So, my new gastro person decided that we should do one more test, just to make sure that my issue was not being caused by something, even though I didn’t fit the typical profile for that condition. I did the test last Tuesday, and on Wednesday, I got a call from the gastro office telling me that I needed to schedule a follow-up appointment.

I was expecting, after all these tests with non-abnormal results, another call with a message about how the results were fine. The call for an appointment kind of freaked me out. And the appointment I scheduled wasn’t until April 12, so I had no idea what was going on with the test, but I wasn’t reassured.

Technically, though, I would have access to my imaging results through an online service in a week, so I wasn’t all that freaked out. I had patience enough to wait a week to know the results.

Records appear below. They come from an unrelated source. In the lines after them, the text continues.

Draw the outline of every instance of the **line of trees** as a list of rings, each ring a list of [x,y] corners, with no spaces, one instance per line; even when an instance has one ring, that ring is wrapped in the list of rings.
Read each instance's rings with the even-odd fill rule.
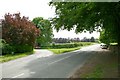
[[[79,38],[53,38],[54,43],[70,43],[70,42],[96,42],[97,39],[94,37],[91,38],[86,38],[84,37],[83,39]]]
[[[51,20],[56,30],[71,30],[76,33],[100,31],[100,40],[107,44],[120,45],[120,2],[50,2],[56,16]]]

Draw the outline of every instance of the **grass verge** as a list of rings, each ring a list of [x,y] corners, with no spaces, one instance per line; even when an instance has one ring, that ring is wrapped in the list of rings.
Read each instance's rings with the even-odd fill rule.
[[[76,47],[76,48],[61,48],[61,49],[48,49],[48,50],[52,51],[55,54],[61,54],[61,53],[70,52],[70,51],[74,51],[74,50],[78,50],[78,49],[80,49],[80,47]]]
[[[21,57],[25,57],[25,56],[28,56],[33,53],[34,53],[34,51],[26,52],[26,53],[17,53],[17,54],[13,54],[13,55],[12,54],[2,55],[2,56],[0,56],[0,63],[14,60],[14,59],[21,58]]]
[[[110,51],[99,51],[70,78],[118,78],[118,55]]]

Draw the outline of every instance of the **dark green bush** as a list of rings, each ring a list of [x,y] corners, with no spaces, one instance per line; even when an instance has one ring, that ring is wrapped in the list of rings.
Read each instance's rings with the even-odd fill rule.
[[[14,53],[15,49],[10,46],[9,44],[2,44],[2,55],[6,55],[6,54],[12,54]]]
[[[33,47],[29,45],[14,45],[15,53],[24,53],[33,51]]]

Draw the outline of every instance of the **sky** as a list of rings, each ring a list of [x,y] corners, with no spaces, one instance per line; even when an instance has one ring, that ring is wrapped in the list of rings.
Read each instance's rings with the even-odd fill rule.
[[[4,18],[5,13],[21,13],[21,16],[29,17],[32,20],[35,17],[43,17],[44,19],[52,18],[55,16],[55,8],[48,5],[51,0],[0,0],[0,19]],[[75,34],[74,30],[67,31],[61,30],[56,32],[53,30],[55,38],[99,38],[98,32],[92,34],[79,33]]]

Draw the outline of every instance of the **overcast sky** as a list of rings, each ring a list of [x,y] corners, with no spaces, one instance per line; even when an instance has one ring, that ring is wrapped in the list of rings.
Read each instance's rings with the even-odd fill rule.
[[[3,19],[5,13],[17,13],[20,12],[21,16],[29,17],[32,20],[35,17],[43,17],[45,19],[55,16],[54,8],[48,5],[51,0],[0,0],[0,19]],[[82,33],[75,34],[74,31],[59,31],[58,33],[54,30],[55,38],[76,38],[80,39],[87,37],[99,37],[98,32],[92,34]]]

And then, on Saturday, I got a letter in the mail from the gastro office. I thought it would be a bill, so I wasn’t very excited to open it. Instead, I unpacked groceries first, and put everything away, and then I got around to reading what turned out to be a very short letter from the physician’s assistant I had been seeing.

Turns out, I have mild delayed gastric emptying, a diagnosis that not only explains the nausea and abdominal pain, but that also explains why I’ve been getting worse. (Delayed gastric emptying means that food doesn’t leave my stomach at a normal rate; my stomach is slow to empty.) Because it turns out that for IBS, they recommend increasing fiber and avoiding high “fodmap” foods. But when there’s delayed gastric emptying, the diet plan is low fiber to reduce what my stomach needs to process.

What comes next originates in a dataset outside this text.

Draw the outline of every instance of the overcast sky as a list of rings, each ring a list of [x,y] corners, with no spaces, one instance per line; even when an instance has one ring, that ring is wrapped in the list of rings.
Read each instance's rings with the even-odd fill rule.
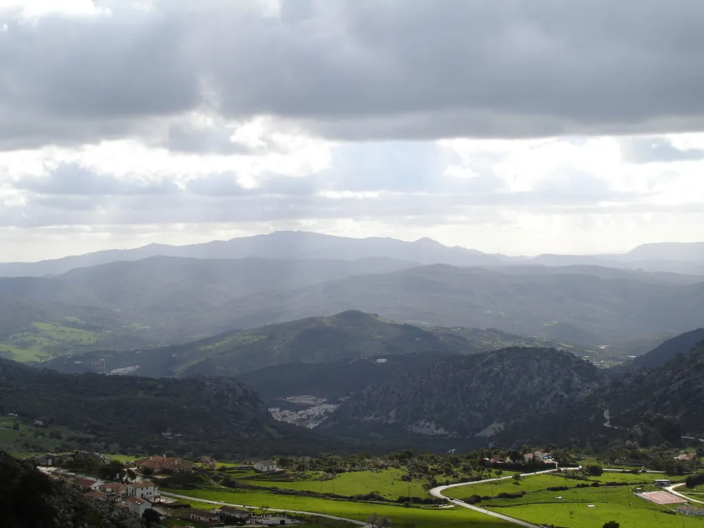
[[[0,260],[704,240],[701,0],[0,0]]]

My diagnosis of IBS was making things worse, and it took me two and a half years to get the test that showed what the actual problem is. This test was not complicated or difficult. It did involve not eating or drinking for long stretches of time, not the most comfortable, but not anywhere near as uncomfortable as colonoscopy prep. I have to ask myself why this test didn’t come sooner, but I have a feeling it’s because I’m not underweight, and gastroenterologists in general don’t believe that delayed gastric emptying can happen without malnutrition. 

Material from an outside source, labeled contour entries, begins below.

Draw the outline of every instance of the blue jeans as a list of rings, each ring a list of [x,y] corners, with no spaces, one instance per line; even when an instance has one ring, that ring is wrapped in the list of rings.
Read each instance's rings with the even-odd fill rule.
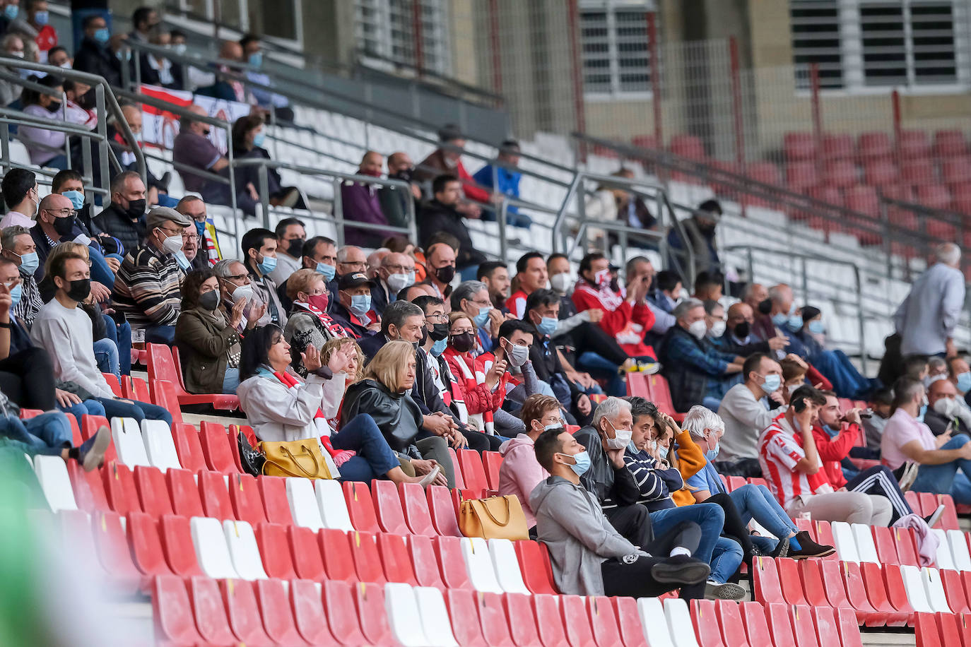
[[[971,438],[964,436],[955,436],[945,442],[941,449],[958,449]],[[960,469],[963,473],[958,474]],[[971,475],[971,461],[967,459],[957,459],[951,463],[941,465],[921,465],[917,472],[917,479],[911,490],[915,492],[932,492],[934,494],[950,494],[954,498],[955,503],[971,505],[971,482],[968,476]]]
[[[61,411],[67,413],[68,415],[73,415],[78,421],[78,428],[81,428],[81,416],[87,413],[88,415],[104,415],[105,407],[101,405],[97,400],[85,400],[78,404],[71,404],[70,406],[57,405]]]
[[[738,508],[742,523],[746,526],[754,519],[762,528],[775,534],[778,538],[787,537],[798,529],[786,510],[782,508],[776,498],[764,485],[743,485],[728,493],[731,502]]]
[[[108,339],[115,342],[118,350],[118,370],[121,374],[128,375],[131,373],[131,324],[127,321],[117,324],[111,316],[107,314],[101,316],[105,318]]]
[[[240,385],[239,367],[226,367],[226,372],[222,375],[222,393],[236,393]]]
[[[101,372],[114,373],[121,379],[118,372],[118,347],[109,338],[103,338],[94,342],[94,361]]]
[[[61,450],[70,447],[73,440],[71,423],[58,411],[27,420],[8,414],[0,418],[0,434],[30,445],[44,456],[60,456]]]
[[[690,507],[694,507],[694,505]],[[712,573],[708,579],[724,584],[742,565],[742,547],[738,545],[737,541],[728,537],[719,537],[715,542],[715,552],[712,555]]]
[[[95,398],[95,400],[105,407],[105,416],[109,419],[134,418],[139,423],[143,420],[164,420],[167,425],[172,426],[172,414],[157,404],[140,403],[137,400],[129,404],[113,398]]]
[[[334,449],[350,449],[357,453],[339,469],[341,480],[363,481],[382,478],[400,467],[398,456],[391,451],[378,425],[367,413],[358,413],[353,420],[330,437]]]
[[[668,507],[651,513],[654,536],[660,536],[683,521],[693,521],[701,527],[701,541],[692,557],[711,564],[715,544],[725,525],[725,511],[716,503],[695,503],[685,507]],[[737,567],[737,566],[736,566]]]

I’m still taking the antibiotics I was prescribed by the PA for possible small intestinal bacterial overflow; this is a condition that can happen with both IBS and delayed gastric emptying. I’m not feeling very well on the antibiotics, but I’m committed to finishing the course. Even though my husband is getting frustrated because I’m not eating very much. And I’m frustrated because my stomach hurts.

But there is a light at the end of the tunnel, and a plan of action to deal with what my actual problem is.